Google Thwarts First AI-Developed Zero-Day Targeting 2FA Bypass

Google researchers disclosed Monday that a criminal hacking group attempted to deploy artificial intelligence in the creation of a previously unknown software vulnerability, marking the first documented case of such technology aiding a real-world cyber intrusion effort. The effort targeted an open-source web-based administration tool and aimed to bypass two-factor authentication in what Google described as a planned mass exploitation campaign.

The company's Threat Intelligence Group said it uncovered evidence that hackers relied on an AI model to help discover and weaponize the flaw, a high-level semantic logic issue in which developers had hardcoded a trust assumption into the platform's security system. Traces in the accompanying Python script, including structured formatting typical of large language model training data and a hallucinated CVSS severity score, pointed to machine assistance. Google stressed that neither its own Gemini models nor Anthropic's Mythos were involved.

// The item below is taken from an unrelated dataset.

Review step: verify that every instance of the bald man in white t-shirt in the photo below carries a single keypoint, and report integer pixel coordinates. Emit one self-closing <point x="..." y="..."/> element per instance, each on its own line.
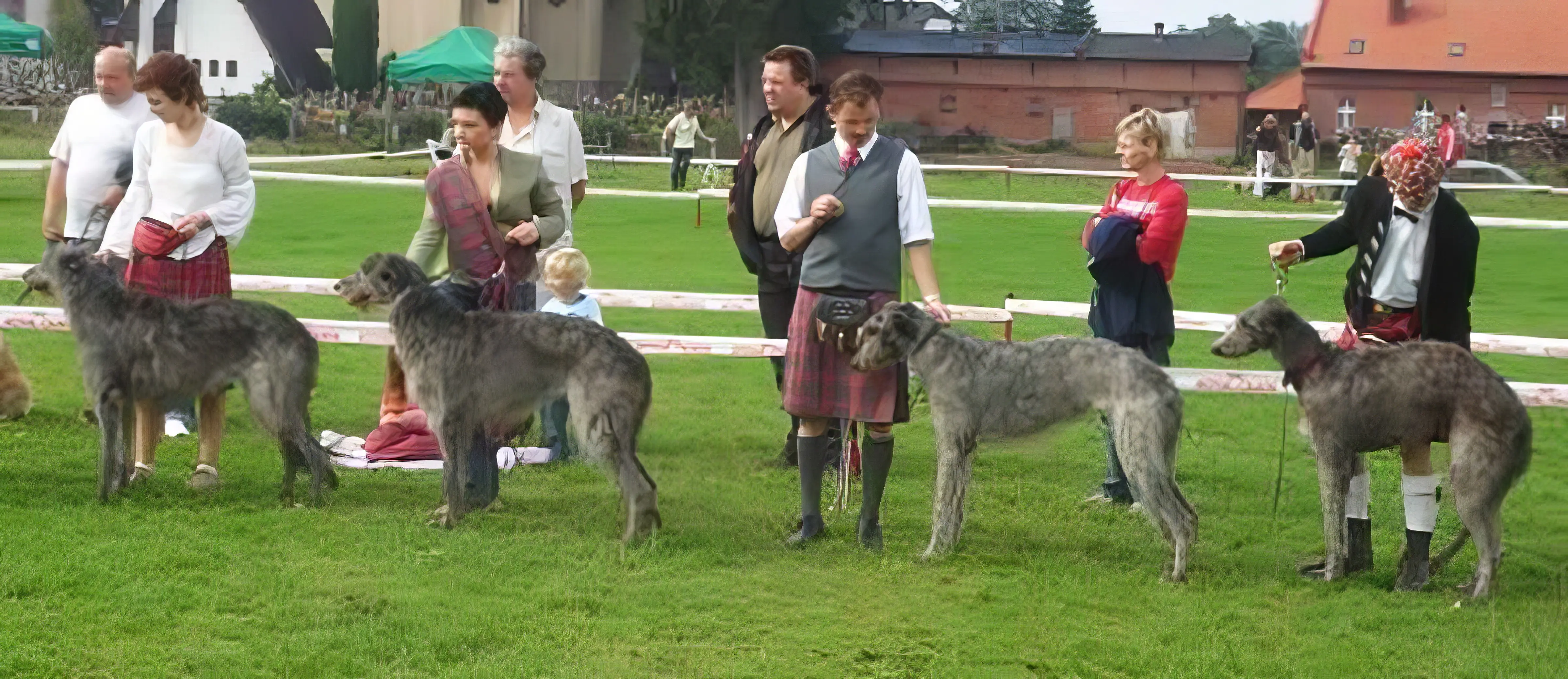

The attempted attack surfaced within the past two months. Google worked with the unnamed vendor to issue a patch before the campaign could unfold at scale. Had it succeeded, attackers could have gained unauthorized access across numerous systems. Analysts noted the operation reflected a shift toward more autonomous attack methods, where AI interprets system states and generates commands on the fly.

The disclosure arrives as federal oversight of advanced AI systems remains unsettled. The Trump administration moved quickly after taking office to repeal earlier Democratic-era guardrails on the technology's development and release. Officials have since sent conflicting signals about whether government should play a stronger role in vetting powerful models before they reach the public. Some advisers argue against new rules, while others warn that rapid capability gains demand closer scrutiny.

Security experts have long cautioned that AI tools could accelerate the discovery of zero-day flaws, allowing criminal groups to move faster and with greater sophistication than before. Google's report underscores that concern, describing the incident as an early indicator of threats to come. Chief analyst John Hultquist characterized it as the tip of the iceberg, noting that threat actors are already experimenting with AI across multiple stages of cyberattacks.

The episode also highlights how AI itself is becoming both a weapon and a target. Google's researchers observed adversaries probing integrated components of AI systems, such as autonomous skills and third-party data connectors. At the same time, defenders are beginning to harness similar tools to identify risks more quickly.

While the specific actors behind this attempt remain unidentified, Google has previously documented interest from groups linked to China and North Korea in applying AI to vulnerability research. The company said it holds high confidence that an AI model supported the discovery and weaponization steps in this case, even as the exact model used is still unknown.

Broader implications extend beyond technical circles. An effective large-scale exploitation of this type could have exposed sensitive data or disrupted services relied upon by ordinary users and organizations. With AI development racing ahead under reduced regulatory constraints, questions persist about whether existing industry practices alone can keep pace with evolving threats. Google's findings provide concrete evidence that the risks once discussed in theory have now materialized in practice.